Je vais m’en tenir à un aspect beaucoup plus étroit, la question de la beauté et du prosateur. L’écrivain a plusieurs outils à sa disposition pour raconter une histoire: la mise en place de personnages, d’une intrigue et de descriptions sont quelques-uns parmi les moyens les plus évidents. Si vous racontez une histoire prenante dont les personnages sont crédibles dans un cadre convaincant, vous avez réussi votre coup. Selon l’écrivain, l’un de ces éléments peut prévaloir sur les autres. Un roman de John Grisham ou de Stephen King mettra de l’avant une intrigue substantielle, accompagnée d’un peu de description, mais les personnages peuvent ne servir qu’une trame narrative. Un écrivain comme John Banville, par ailleurs (le connaissez vous? C’est un Irlandais au style extraordinaire), tiendra beaucoup moins compte de l’intrigue, mais ses personnages et ses descriptions seront d’une richesse inouïe. Et ainsi de suite. Chaque écrivain, selon ses forces et ses intérêts, calibrera différemment les ingrédients propres à la création d’une histoire.

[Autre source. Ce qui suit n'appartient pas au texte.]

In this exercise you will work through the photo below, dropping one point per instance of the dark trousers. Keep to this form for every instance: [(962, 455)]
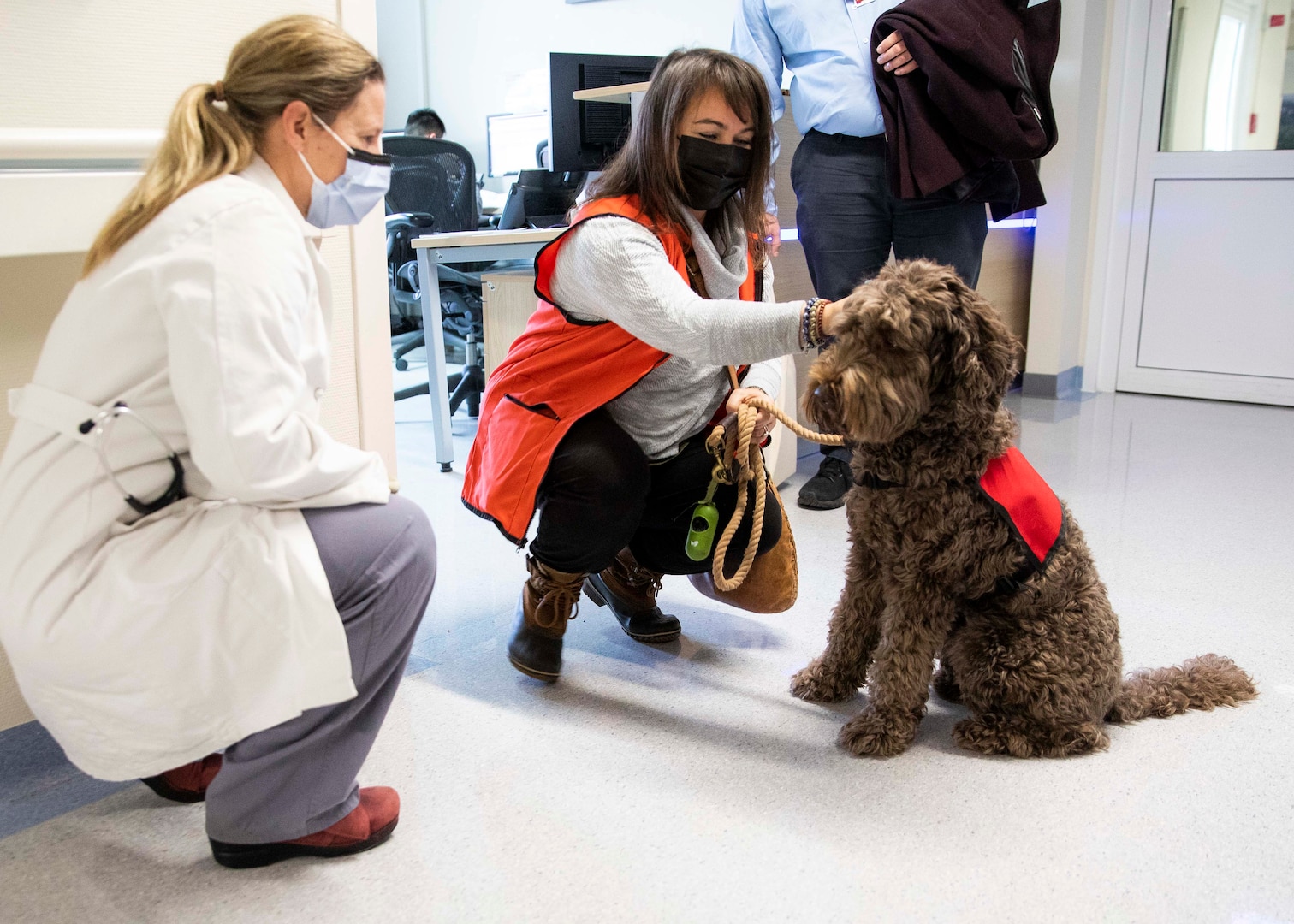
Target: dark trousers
[(601, 495), (848, 219), (298, 778)]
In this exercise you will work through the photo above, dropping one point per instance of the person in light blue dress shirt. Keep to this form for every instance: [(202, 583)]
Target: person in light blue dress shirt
[(848, 220)]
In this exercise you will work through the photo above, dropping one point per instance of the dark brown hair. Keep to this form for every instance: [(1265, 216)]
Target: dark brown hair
[(647, 166)]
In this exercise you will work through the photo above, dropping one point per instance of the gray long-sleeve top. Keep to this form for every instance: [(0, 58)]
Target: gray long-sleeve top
[(614, 270)]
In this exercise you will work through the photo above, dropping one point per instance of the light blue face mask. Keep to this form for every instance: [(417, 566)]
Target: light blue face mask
[(351, 196)]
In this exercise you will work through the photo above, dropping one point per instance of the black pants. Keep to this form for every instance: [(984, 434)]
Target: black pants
[(848, 219), (601, 495)]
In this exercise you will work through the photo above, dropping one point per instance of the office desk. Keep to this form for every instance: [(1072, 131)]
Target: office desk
[(460, 247)]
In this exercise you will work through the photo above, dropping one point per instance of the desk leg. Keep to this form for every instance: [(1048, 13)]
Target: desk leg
[(437, 378)]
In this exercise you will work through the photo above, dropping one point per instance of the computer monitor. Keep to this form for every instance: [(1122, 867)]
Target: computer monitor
[(586, 135), (540, 199), (511, 141)]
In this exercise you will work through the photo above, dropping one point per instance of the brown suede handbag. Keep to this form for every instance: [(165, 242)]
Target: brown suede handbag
[(773, 583)]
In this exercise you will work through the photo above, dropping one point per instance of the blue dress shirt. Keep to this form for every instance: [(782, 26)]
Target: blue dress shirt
[(826, 44)]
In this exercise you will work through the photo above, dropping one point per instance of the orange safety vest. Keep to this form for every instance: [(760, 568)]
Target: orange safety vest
[(558, 370)]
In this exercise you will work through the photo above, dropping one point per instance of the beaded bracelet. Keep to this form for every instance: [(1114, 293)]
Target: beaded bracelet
[(810, 328)]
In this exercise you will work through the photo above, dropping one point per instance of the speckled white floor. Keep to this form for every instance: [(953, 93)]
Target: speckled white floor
[(684, 783)]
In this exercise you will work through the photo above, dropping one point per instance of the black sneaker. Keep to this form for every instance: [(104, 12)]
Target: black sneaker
[(827, 489)]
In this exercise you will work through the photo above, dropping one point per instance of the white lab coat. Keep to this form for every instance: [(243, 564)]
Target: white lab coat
[(146, 643)]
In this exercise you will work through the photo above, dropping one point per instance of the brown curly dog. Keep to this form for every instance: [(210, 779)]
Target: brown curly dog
[(915, 383)]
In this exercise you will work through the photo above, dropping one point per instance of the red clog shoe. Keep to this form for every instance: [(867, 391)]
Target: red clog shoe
[(187, 783), (368, 826)]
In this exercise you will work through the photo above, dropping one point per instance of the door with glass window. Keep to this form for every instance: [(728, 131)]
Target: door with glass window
[(1208, 307)]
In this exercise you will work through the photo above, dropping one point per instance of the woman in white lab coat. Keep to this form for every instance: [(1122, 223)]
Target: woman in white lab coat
[(264, 605)]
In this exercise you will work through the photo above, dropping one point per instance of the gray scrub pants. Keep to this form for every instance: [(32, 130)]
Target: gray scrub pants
[(298, 778)]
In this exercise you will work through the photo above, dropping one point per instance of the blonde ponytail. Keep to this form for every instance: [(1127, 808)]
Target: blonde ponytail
[(297, 57)]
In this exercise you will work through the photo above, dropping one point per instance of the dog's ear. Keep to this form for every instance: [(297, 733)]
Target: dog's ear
[(981, 358)]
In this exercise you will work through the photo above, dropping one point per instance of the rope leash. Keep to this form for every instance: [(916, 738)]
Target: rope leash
[(745, 453)]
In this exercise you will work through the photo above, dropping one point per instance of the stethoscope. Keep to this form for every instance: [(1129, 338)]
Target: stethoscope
[(100, 426)]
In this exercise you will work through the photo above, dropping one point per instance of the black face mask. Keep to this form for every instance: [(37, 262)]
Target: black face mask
[(712, 174)]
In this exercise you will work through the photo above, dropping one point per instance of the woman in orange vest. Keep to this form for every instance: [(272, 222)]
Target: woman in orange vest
[(599, 412)]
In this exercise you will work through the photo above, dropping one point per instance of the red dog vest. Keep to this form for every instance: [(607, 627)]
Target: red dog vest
[(1028, 506), (1024, 501), (558, 370)]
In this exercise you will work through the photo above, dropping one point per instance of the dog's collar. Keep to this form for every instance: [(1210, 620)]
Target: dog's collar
[(872, 483)]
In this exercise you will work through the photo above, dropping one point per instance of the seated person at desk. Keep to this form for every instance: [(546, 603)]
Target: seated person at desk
[(599, 412), (424, 123)]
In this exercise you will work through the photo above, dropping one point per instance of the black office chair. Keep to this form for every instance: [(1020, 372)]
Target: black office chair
[(434, 191)]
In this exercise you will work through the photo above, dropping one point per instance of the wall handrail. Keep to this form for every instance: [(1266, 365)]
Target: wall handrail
[(55, 146)]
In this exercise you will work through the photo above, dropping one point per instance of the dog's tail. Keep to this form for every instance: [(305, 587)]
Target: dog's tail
[(1202, 682)]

S’il y a une chose constante chez tous les écrivains, cependant, c’est la beauté. Tout écrivain, à sa manière, aspire à la beauté littéraire. Cela peut signifier un splendide développement de l’intrigue, d’une élégante simplicité. Ou bien ça peut être l’habileté à peindre avec des mots, à tracer des portraits si réalistes de personnages ou de lieux que le lecteur en vient à croire qu’il “voit” ce que l’écrivain décrit. Habituellement, l’écrivain aux ambitions sérieuses aspire à une belle écriture: c’est-à-dire une écriture qui, grâce à un vocabulaire approprié, une syntaxe heureuse et une cadence plaisante fera s’émerveiller le lecteur. Je vous fais la promesse que si un jour vous serrez des mains et que vous vous trouvez devant un écrivain ou une écrivaine et que ne sachant trop quoi lui dire, vous lui dites “C’est beau, ce que vous faites”, vous allez lui faire grand plaisir. Il ou elle saura exactement ce que vous voulez dire, que vous ne parlez de rien d’autre que de sa façon de mettre les mots sur la page et cet artiste rougira de plaisir, rayonnera, fondra presque devant votre compliment.

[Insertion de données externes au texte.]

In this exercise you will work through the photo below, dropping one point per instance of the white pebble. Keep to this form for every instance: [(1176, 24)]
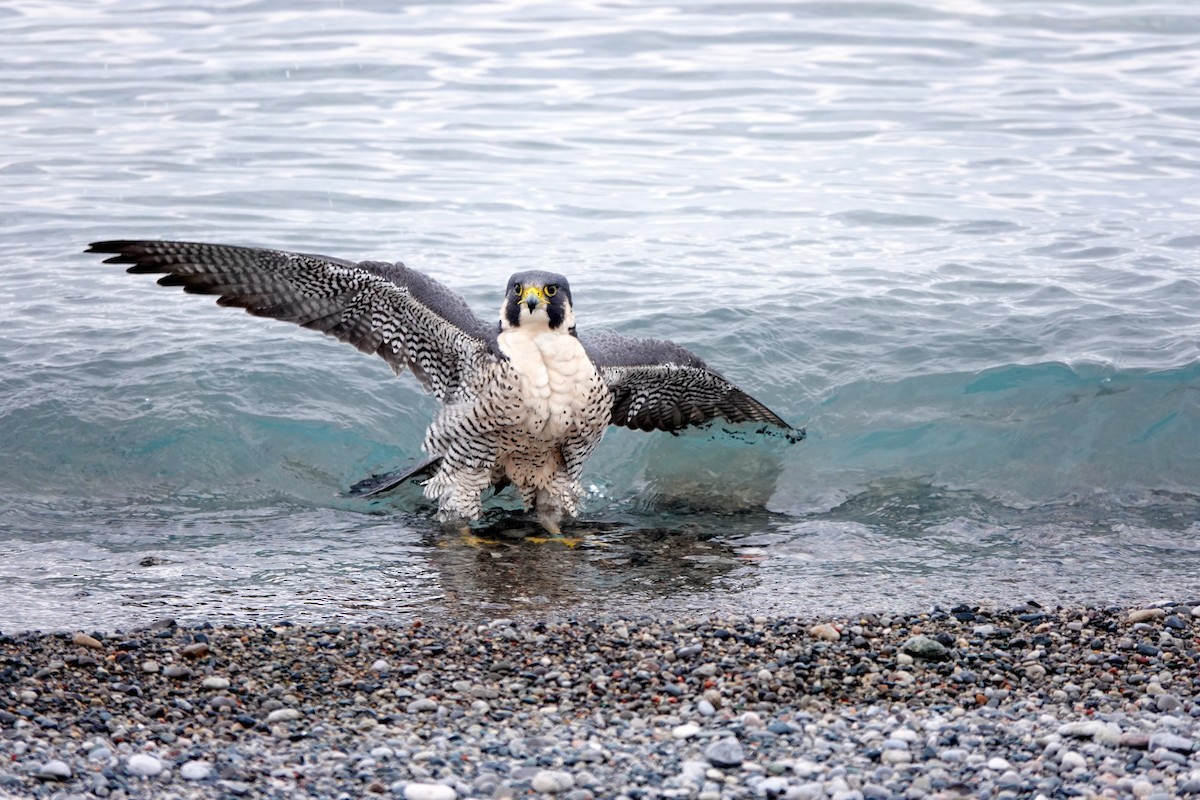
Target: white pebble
[(143, 765), (283, 715), (195, 770), (1084, 728), (552, 781), (1072, 761), (685, 731), (826, 631), (430, 792), (54, 770)]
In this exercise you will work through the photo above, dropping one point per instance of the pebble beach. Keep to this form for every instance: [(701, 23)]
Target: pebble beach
[(957, 702)]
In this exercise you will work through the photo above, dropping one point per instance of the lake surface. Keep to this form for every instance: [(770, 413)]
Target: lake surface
[(957, 241)]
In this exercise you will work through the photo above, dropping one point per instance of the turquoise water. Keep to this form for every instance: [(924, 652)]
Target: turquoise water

Mais—il y a toujours un mais—il faut faire attention à la beauté. Partout dans la vie. Dans notre société excessivement visuelle, nous nous laissons souvent trop vite séduire par la beauté, qu’il s’agisse d’une personne, d’un produit ou même d’un livre. Un livre bellement écrit, comme une belle personne, n’a peut-être pas grand chose à dire. La beauté substantielle perd souvent aux mains de la beauté apparente. Un bon écrivain sait qu’une belle écriture n’est pas un substitut au contenu fondamental d’une oeuvre. La meilleure beauté est celle qui allie la beauté formelle à la beauté du fond.
En d’autres mots, la beauté peut être un masque qui cache le vide, la fausseté et même la laideur.
Ce n’est pas un danger ici, avec Under Milk Wood . Le lyrisme de la langue s’ancre dans la connaissance viscérale qu’avait Dylan Thomas de ce que la vie est bonne, même si elle peut être si souvent mauvaise. On a dit que Dylan Thomas avait écrit Under Milk Wood en réaction au bombardement atomique de Hiroshima. Je ne crois pas que cela soit vrai. C’est un peu trop commode. Mais de confronter une brillante symphonie poétique à l’obscure tuerie massive de populations civiles rappelle en effet une vérité spirituelle: la beauté peut tracer un chemin de retour vers la bonté.
Cordialement vôtre,
Yann Martel
P.J.: un livre de poche et un CD dédicacés.